Home to one of the largest marine conservation areas in the world, Hawaii’s Papahānaumokuākea encompasses 582,578 square miles of the Pacific Ocean. The protected area provides a habitat for 7,000 diverse species, including 14 million seabirds, the endangered green turtle and Hawaiian monk seal.
Papahānaumokuākea Marine National Monument is bursting with incredible sea life and marine organisms and is the only mixed UNESCO World Heritage Site in the USA. It’s also home to the world’s biggest volcano, and has the highest level of endemism (species that can’t be found anywhere else in the world) of any known marine ecosystem on earth—according to Papahanaumokuakea.gov. Over 25% of Hawaii’s marine life is native to the state and, Hawaii’s coast is home to more than 500 species of oxygen-producing, marine algae.
Located near Koko Head, Honolulu—Hanauma Bay is another protected area and was Hawaii’s first Marine Life Conservation District (MLCD), designed to conserve and replenish marine resources. So far, there are three MLCD’s in Oahu, five in Hawaii and, three in Maui.
Hawaii’s complex coral reef ecosystem provides abundant habitat for marine life, as well as valuable food resources and protection from predators. These delicate reefs do incredible things, like filtering water and protecting against storms—but they’re extremely sensitive to external factors such as pollution and siltation. A concerning and growing issue among coral reefs is coral bleaching, which happens when temperatures exceed their normal range over a short time frame, and the coral succumbs to starvation or disease.
Microscopic algae/plankton also play an important role underwater, as coral and algae work in synthesis to support the marine ecosystem—with the algae producing over 90% of the nutrients that corals need to grow (as written by Alex Rogers in The Deep).
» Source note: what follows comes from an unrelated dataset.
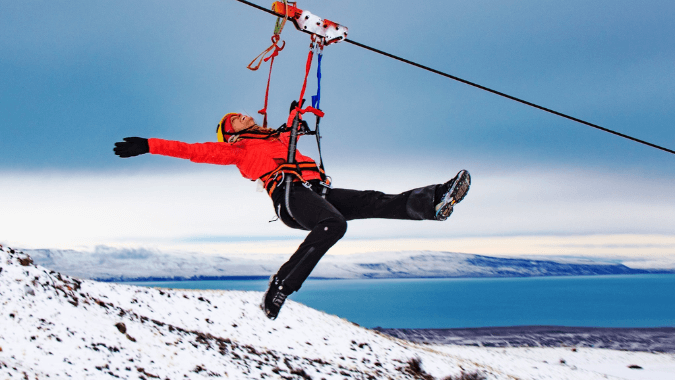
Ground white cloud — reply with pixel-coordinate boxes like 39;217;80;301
0;162;675;254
When temperatures remain too high for a prolonged period, the algae go into photosynthetic overdrive, producing coral-harming chemicals which damage protein, DNA and, other molecules in the coral tissues. This causes coral bleaching to happen on a mass scale, with huge areas of coral affected at once. Live coral can deplete at rates of up to 90% in some areas affected by mass bleaching events.
A key Hawaiian value is Malama i ke kai – which means to "care for or protect the ocean", a phrase embedded in the islands’ culture. Residents and businesses occupying the state are highly conscious of protecting these unique ecosystems and preserving Hawaii’s sea life. So much so, that Hawaii is blazing the trail in ocean conservation. The state is also preparing to ban sunscreens that contain oxybenzone and octinoxate in 2021.
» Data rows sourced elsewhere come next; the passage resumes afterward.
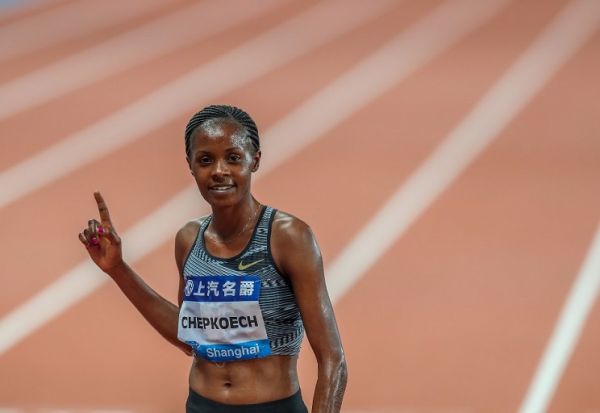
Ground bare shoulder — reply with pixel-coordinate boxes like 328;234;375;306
271;210;321;276
175;215;208;272
272;210;314;245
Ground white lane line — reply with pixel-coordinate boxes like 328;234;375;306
0;0;284;121
0;0;167;62
0;0;504;354
327;0;600;301
0;0;398;208
519;225;600;413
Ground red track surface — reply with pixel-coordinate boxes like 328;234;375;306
0;0;600;413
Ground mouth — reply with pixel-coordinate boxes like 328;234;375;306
208;184;235;193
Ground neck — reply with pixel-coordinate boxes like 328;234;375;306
210;195;260;240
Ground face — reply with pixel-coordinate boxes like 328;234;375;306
188;119;260;207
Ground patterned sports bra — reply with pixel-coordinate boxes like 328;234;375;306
178;206;304;362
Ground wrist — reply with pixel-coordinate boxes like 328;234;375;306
104;260;130;279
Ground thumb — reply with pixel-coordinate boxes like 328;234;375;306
97;226;121;245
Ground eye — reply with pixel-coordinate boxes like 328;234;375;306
197;155;212;165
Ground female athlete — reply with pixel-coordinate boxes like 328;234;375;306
79;105;347;413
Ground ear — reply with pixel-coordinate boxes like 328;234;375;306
185;156;194;175
252;151;261;172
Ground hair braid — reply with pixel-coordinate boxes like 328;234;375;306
185;105;260;159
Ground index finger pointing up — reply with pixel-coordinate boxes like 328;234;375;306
94;191;112;226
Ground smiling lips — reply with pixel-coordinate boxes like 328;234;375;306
208;184;233;192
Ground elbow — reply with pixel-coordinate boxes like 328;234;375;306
317;348;348;382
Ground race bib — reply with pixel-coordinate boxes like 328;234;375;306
177;275;271;362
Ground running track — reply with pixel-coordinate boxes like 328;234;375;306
0;0;600;413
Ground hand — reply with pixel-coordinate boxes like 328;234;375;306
79;192;124;275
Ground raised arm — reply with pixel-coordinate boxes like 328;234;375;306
271;212;348;413
79;192;192;355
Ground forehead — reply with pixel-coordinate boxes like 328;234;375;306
192;118;248;150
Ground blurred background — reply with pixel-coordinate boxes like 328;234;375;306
0;0;600;413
Many marine tourism businesses have opted into the Dolphin Smart Partnership, committing to supporting dolphin conversation. If you’re a visiting tourist, look out for businesses with the Dolphin Smart flag displayed when you choose to book a dolphin tour.
Elsewhere in Hawaii, the University of Hawaii Institute of Marine Biology is an independent research unit for all aspects of tropical marine biology. They work to develop new technologies that nurture and protect Hawaii’s marine and coastal biodiversity.
Hawaii Marine Animal Response is a non-profit organisation which focuses on species conservation, education, field support and rescue. They focus their efforts on marine species most likely to be affected by human-related threats.
Project Aware’s mission is to connect the passion for ocean adventure with the purpose of marine conservation. The organisation pioneers regular campaigns to address the threats facing the ocean and support the UN Sustainable Development Goals and 2030 Agenda for Sustainable Development. One of their key focus areas is preventing waste from entering the ocean and reducing the impacts of marine debris.
Last but not least, a small team of passionate volunteers at Sustainable Coastlines Hawaii have made it their mission to inspire local communities to care for Hawaii’s coastlines through beach clean-ups and public awareness campaigns.